The Pentagon immediately hit back at the changes.
“The secretary is pleased with the committee’s overall support for department needs, but he is disappointed it has chosen to give us money for things we do not need any more of, such as F-22s, or need at all, like a second engine for the F-35,” Geoff Morrell, Gates’s spokesman, said in an e-mailed statement.
“And he is dismayed that it continues to fund fundamentally flawed programs, such as the new presidential helicopter.”
Lockheed Martin and the Italian-British venture Agusta-Westland built the new presidential helicopter, the VH-71. The program is technically defunct and was canceled with much fanfare by the White House and Gates as a symbol of the administration’s responsible defense spending.
The helicopter program suffered from delays and ballooning costs; its price tag rose from an estimated $6.5 billion to $13 billion, in part because of growing technological requirements from the Marine One Squadron, which flies the presidential helicopters.
Defense appropriators are looking for a way to tap into the $3.2 billion already spent on the program. For 2010 they allocated $485 million to make operational five VH-71 helicopters that have already been delivered. Lockheed Martin this week announced that 600 employees will be laid off in coming months as a result of the cancellation of the helicopter program.
In funding the Joint Strike Fighter (JSF), appropriators allotted $560 million for the General Electric-Rolls-Royce engine, which is in direct competition with the primary engine built by Pratt & Whitney. They also slashed $532 million from the JSF procurement accounts (which funds 28 airplanes), but boosted the development money by $430 million.
Defense appropriators decided to fund $369 million for parts to build 12 more Lockheed Martin radar-evading jets after 2010. The amount is the same as is included in the 2010 defense authorization bill the House has already passed.
Defense appropriators also funded three Boeing C-17 transport aircraft at $674 million. The administration did not request any funds for the program, which enjoys wide congressional support.
Murtha included language to allow Gates to choose two contractors for the new midair refueling tanker program and encourage the Pentagon to buy more than one aircraft a month. Boeing and a team of Northrop Grumman-EADS North America have been going head to head for the $35 billion contract for a couple years now.

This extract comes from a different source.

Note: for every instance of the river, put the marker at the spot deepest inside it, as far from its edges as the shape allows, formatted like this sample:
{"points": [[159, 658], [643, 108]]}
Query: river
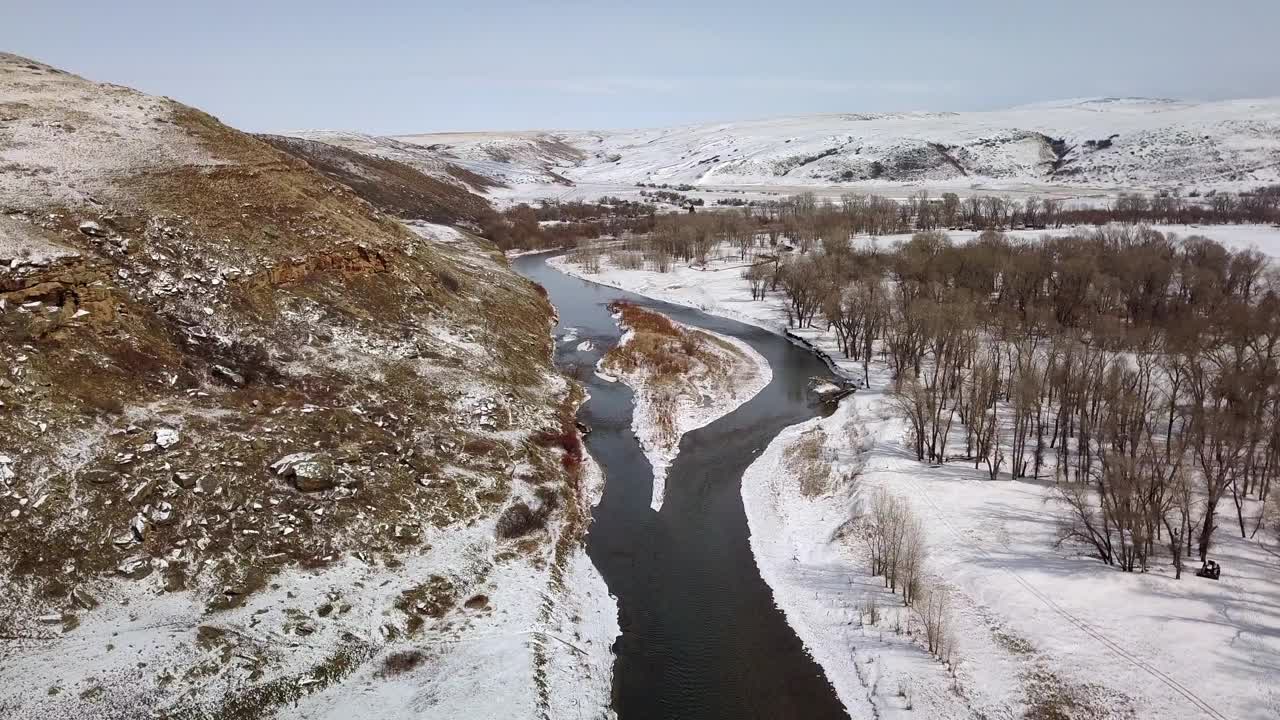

Following through on his concern that the Navy is facing a significant fighter jet shortfall, Murtha appropriated $1.7 billion to buy 18 Boeing F/A-18 E/F Super Hornets — nine more airplanes than the Pentagon requested. Defense appropriators also included $108 million to facilitate a new multiyear procurement of the Super Hornets. Appropriators also funded 22 EA-18 G Growler electronic attack planes.

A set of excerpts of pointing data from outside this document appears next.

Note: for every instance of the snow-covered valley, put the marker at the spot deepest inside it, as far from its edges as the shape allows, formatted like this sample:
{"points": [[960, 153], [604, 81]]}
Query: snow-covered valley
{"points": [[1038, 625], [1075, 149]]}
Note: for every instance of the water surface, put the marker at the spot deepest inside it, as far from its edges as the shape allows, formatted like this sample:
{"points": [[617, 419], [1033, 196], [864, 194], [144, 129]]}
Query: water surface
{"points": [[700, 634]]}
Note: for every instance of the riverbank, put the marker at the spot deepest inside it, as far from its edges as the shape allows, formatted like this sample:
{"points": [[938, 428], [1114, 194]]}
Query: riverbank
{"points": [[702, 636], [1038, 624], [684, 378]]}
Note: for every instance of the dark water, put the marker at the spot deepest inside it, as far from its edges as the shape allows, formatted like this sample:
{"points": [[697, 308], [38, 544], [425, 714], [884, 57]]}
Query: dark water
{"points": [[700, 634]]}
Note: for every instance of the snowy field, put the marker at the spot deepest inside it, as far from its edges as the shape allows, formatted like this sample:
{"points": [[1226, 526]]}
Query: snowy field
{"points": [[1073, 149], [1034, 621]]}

“They are having a hell of a time” coming up with a plan on the future of the military detainees, Murtha said at a briefing with reporters Thursday. But if the administration comes up with a convincing plan, Congress would give the Pentagon the authority to reprogram existing funds within the defense budget to fund the closure, Murtha said.
Overall, House defense appropriators on Thursday approved a $636.3 billion Pentagon spending bill for 2010 that is $3.8 billion below the Pentagon’s request. The spending bill includes $128.3 billion for the wars in Afghanistan and Iraq. The full Appropriations Committee is slated to take up the bill on Wednesday.